There may be circumstances where you feel you have grounds to appeal against the decision-making process of a university body.

There are different appeals for different circumstances:

  • An academic appeal is a request to a review a decision made by an academic body on your progression, assessment, extenuating circumstances, academic conduct or awards.
  • A Fitness to Practise or Professional Suitability appeal is a request to review a decision made by a panel on a student’s conduct, competence and capabilities in relation to professional practise. The panel considers the requirements of any relevant regulatory or statutory body.

All appeals must be submitted within twenty working days of the date of the formal notification of the decision.

Please be aware that you can’t appeal against:

  • The academic or professional judgement of examiners or panel members
  • The decision made on the quality of the assessed work (including professional practise) or the criteria being applied to mark the work.

Read more about the Appeal Procedures and see some key points below.

 

Anyone who is, or was recently, a registered student may make an appeal.
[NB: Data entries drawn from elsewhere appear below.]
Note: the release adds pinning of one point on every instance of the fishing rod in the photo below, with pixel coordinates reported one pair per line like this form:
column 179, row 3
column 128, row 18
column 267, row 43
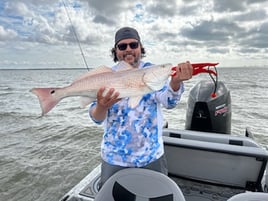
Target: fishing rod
column 75, row 35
This includes anyone on an interruption, temporary withdrawal, exclusion or suspension of study.

You can use the Appeal Procedures for twenty working days after your studies have finished or been terminated.

You can make an academic appeal if:

  • a Board of Examiners could have recommended that, following failure, you be permitted to take further assessments but did not so recommend without good cause; and/or
  • your written extenuating circumstances evidence was appropriately submitted but not properly considered in accordance with the procedures approved by Academic Board; and/or
  • there had been a material administrative error that had not been properly remedied and had a detrimental impact; and/or
  • your assessments had not been conducted in accordance with the current regulations, frameworks, protocols or conventions for the programme; and/or
  • you have valid and specific grounds for claiming that there is substantial independent written evidence, from a qualified professional, directly relevant to your performance in assessment and that such evidence
    • shows your performance to have been materially affected; and
    • is, for demonstrable reasons, of a sort which you could not reasonably have been expected to submit at the appropriate time under the University’s extenuating circumstances procedures; and
    • has not previously been received and reviewed by the University; and
    • relates to one or more assessment/s recent enough to have been considered when the Board of Examiners or other academic body last made a decision relating to you.
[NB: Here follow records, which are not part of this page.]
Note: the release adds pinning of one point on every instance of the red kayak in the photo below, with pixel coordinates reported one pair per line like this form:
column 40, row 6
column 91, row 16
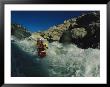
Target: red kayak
column 41, row 54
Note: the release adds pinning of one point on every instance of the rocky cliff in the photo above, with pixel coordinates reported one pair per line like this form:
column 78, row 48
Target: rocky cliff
column 19, row 31
column 84, row 31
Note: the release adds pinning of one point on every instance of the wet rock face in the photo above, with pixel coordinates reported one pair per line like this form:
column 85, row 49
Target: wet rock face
column 19, row 31
column 85, row 32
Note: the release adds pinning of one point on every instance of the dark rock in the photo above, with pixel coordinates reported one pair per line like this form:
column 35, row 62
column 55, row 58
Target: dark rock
column 19, row 31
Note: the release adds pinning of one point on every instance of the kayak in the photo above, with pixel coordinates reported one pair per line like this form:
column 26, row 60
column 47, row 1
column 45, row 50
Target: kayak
column 42, row 54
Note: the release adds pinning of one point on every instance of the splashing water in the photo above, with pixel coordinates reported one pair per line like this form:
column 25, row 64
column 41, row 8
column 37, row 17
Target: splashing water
column 66, row 60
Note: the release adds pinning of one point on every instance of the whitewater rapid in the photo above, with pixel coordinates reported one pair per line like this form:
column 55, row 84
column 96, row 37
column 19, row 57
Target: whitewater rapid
column 64, row 60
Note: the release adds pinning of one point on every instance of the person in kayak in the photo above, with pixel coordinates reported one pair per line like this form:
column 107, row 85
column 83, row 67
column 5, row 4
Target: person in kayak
column 41, row 48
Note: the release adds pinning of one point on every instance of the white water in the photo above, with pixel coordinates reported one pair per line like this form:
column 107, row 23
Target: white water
column 66, row 60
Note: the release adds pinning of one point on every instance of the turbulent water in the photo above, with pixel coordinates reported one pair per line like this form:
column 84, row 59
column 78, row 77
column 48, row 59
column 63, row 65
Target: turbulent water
column 61, row 60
If your concern doesn’t meet the appeal requirements, you may be able to make a complaint. Read about our Student Complaints Procedure.
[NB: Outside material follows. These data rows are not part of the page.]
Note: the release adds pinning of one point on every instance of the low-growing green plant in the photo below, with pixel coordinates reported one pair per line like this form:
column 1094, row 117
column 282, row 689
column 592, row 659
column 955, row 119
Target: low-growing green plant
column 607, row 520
If you’ve been subject to Fitness to Practise or Professional Suitability procedures, you may appeal against the decision-making where:

  • you believe an extenuating circumstances request was rejected without proper consideration; and/or
  • a material administrative error has led to a particular negative academic outcome; and/or
  • you have valid and specific grounds for claiming that there’s substantial independent written evidence, from a qualified professional, directly relevant to the deliberations of the panel and that such evidence
    • is, for demonstrable reasons, of a sort which you could not reasonably have been expected to submit at the appropriate time under the University’s extenuating circumstances procedures; and
    • has not previously been received and reviewed by the University.

You can’t appeal against the academic or professional judgement of the examiners or panel members. There’s no appeal against the decision made on the quality of the assessed work (including professional practise) or the criteria being applied to mark the work.

You can’t appeal against a decision concerning extenuating circumstances unless there’s clear evidence the decision maker didn’t follow the approved Extenuating Circumstances procedures and/or the decision makers’ recommendation was not appropriately considered by the relevant body.

Please submit your appeal in writing to the Student Procedures Office by completing the Email the form, and any supporting evidence, to: student.procedures@canterbury.ac.uk

You need to submit your appeal within twenty working days of the date of the formal notification of the decision.

Exceptionally, we may allow longer to submit an appeal but only up to forty working days. You need to have valid reasons for not submitting the request within twenty working days. These might include, but are not limited to, illness, other pressing reasons or making initial enquiries about the procedure and then making an appeal within a timely period.

We will not accept any request submitted more than forty working days after the date of issue of the written notification, provided there was no material error made by the University.

You can get help from the Students’ Union. Click on the link to read the Students' Union guidance on Appeals or contact the Students’ Union Advice Caseworker by email - ellie.martin@ccsu.co.uk.

You can also get help from the University’s Student Support and Wellbeing Advisers by emailing studentwellbeing@canterbury.ac.uk.

If you agree in writing, you can ask the Students’ Union or a Student Support and Wellbeing Adviser to act on your behalf.

We are a member of the Office of the Independent Adjudicator for Higher Education (OIA) scheme. Following completion of our procedures, you can ask the OIA to review your appeal.

During your appeal with us, we’ll tell you the next stage of the process at each point and inform you when you’ve completed all the stages. After the last stage, we’ll provide you with a Completion of Procedures letter which you’ll need if you want to appeal to the OIA.

We can tell you how you take your appeal to the OIA but please be aware that if you don’t complete our procedures, the OIA may not investigate your complaint.

The Office of the Independent Adjudicator for Higher Education website explains their rules.

Please note that the OIA scheme doesn’t apply to admissions appeals.